By Jeffrey Zimmet, MD, PhD
Associate Professor of Medicine, University of California, San Francisco; Director, Cardiac Catheterization Laboratory, San Francisco VA Medical Center
Dr. Zimmet reports no financial relationships relevant to this field of study.
SOURCE: Xian Y, et al. The association of discharge aspirin dose with outcomes after acute myocardial infarction: Insights from the TRANSLATE-ACS Study. Circulation 2015. pii: CIRCULATIONAHA.114.014992. [Epub ahead of print].
Choosing an optimal maintenance dose of aspirin has been a matter of substantial debate for years. In the post-myocardial infarction (MI) setting, high-dose aspirin (325 mg/day) has been most commonly prescribed. This is despite data from observational and randomized trials suggesting a lack of benefit, the largest of which was the CURRENT-OASIS 7 trial, published in 2010. The American College of Cardiology/American Heart Association guidelines have changed in recent years to recommend low-dose rather than high-dose aspirin for maintenance therapy.
A recent analysis examined contemporary aspirin dosing in the TRANSLATE-ACS trial, which was a prospective, multicenter observational study of more than 12,000 ST segment elevation myocardial infarction or non-ST segment elevation myocardial infarction patients enrolled between 2010 and 2012 who were treated with percutaneous coronary intervention (PCI) and adenosine diphosphate (ADP) receptor inhibitors. Data, including discharge medications and outcomes, were tracked, and follow-up was performed at 6 weeks and at 6, 12, and 15 months post MI.
Of 10,213 patients eligible for analysis, 6387 (62.6%) received high-dose aspirin (325 mg) and 3826 (37.5%) received low-dose aspirin (81 mg) at discharge. Of those discharged on high-dose aspirin, nearly 35% were switched to low-dose by 6 months. In contrast, approximately 8% of patients discharged on low-dose aspirin were changed to high-dose by 6 months.
At 6 months post-discharge, the incidence of major adverse coronary events (MACE) was 8.2% in the high-dose aspirin group, compared with 9.2% in the low-dose group, which was not significantly different, even after multivariable adjustment. However, BARC-defined bleeding events, predominantly minor BARC type 1 or 2 bleeds not requiring hospitalization, were more frequent with high-dose aspirin. Results were unchanged after inverse probability-weighted propensity adjustment.
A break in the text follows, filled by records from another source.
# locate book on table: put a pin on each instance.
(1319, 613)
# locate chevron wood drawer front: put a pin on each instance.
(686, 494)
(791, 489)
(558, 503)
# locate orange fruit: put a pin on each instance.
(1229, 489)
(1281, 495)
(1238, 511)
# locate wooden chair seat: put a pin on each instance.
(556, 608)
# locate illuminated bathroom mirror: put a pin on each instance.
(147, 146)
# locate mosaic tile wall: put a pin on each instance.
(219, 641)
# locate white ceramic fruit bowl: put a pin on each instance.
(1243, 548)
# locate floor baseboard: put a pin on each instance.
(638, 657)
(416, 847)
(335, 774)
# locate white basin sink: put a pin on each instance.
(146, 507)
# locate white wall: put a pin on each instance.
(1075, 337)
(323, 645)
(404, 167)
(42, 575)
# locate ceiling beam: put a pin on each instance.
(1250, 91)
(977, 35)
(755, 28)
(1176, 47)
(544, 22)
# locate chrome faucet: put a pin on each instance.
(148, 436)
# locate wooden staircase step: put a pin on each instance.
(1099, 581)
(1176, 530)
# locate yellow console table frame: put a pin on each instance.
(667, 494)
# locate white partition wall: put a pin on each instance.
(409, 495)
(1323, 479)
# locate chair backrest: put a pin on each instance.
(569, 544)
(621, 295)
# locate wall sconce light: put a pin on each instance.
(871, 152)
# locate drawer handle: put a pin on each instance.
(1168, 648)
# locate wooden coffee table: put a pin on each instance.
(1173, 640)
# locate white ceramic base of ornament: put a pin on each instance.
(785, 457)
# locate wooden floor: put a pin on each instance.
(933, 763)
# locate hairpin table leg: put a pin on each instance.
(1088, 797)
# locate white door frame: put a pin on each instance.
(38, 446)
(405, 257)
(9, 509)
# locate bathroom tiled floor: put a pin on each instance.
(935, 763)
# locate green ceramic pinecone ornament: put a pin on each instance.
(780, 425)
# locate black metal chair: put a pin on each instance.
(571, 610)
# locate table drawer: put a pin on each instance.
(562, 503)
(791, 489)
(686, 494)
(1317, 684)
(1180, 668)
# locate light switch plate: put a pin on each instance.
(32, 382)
MACE events generally were not different across subgroups defined by age, sex, home aspirin use, and type of ADP receptor antagonist used (clopidogrel vs prasugrel or ticagrelor) as part of the dual antiplatelet therapy regimen. However, the risk of bleeding associated with high-dose aspirin use was slightly increased in younger patients, men, those using aspirin before admission, and those prescribed higher-potency ADP receptor antagonists (prasugrel or ticagrelor, as opposed to clopidogrel) at discharge.
The authors concluded that high-dose aspirin is prescribed at discharge in a majority (nearly two-thirds) of U.S. MI patients treated with PCI, despite no apparent benefit in terms of MACE and a measurable increase in minor bleeding events by 6 months. They argue that their data support current guideline recommendations for low-dose as opposed to high-dose aspirin for maintenance therapy following MI.
Just a few short years ago, the dosing of aspirin for maintenance therapy in general, and after PCI specifically, was relatively complex. Official recommendations called for a higher dose of aspirin in the immediate post-PCI period, with conversion to a lower dose thereafter. Initial recommendations in the era of first-generation drug-eluting stents even called for differential periods of high-dose aspirin with sirolimus- vs paclitaxel-eluting stents. I can easily recall the discussion during our department cath conference after publication of the 2011 update to the ACCF/AHA/SCAI guidelines for percutaneous coronary intervention, which contained the following language as a IIa recommendation: “After PCI, it is reasonable to use aspirin 81 mg per day in preference to higher maintenance doses.” Would we as a department choose to follow this new recommendation, or would we each make our own choices? A spirited debate ensued, with some arguing fervently for maintaining an initial period of high-dose aspirin.
What a long way we have come in only a few short years, at least on this one issue. The current study provides further evidence of a lack of benefit to high-dose maintenance aspirin, along with a suggestion of harm. The latest guidelines specifically recommend the use of low-dose aspirin for maintenance purposes, and for good reason. We should adopt low-dose aspirin for outpatient use in the United States, as much of the world has already done, and in doing so simplify treatment recommendations for ourselves and for our patients.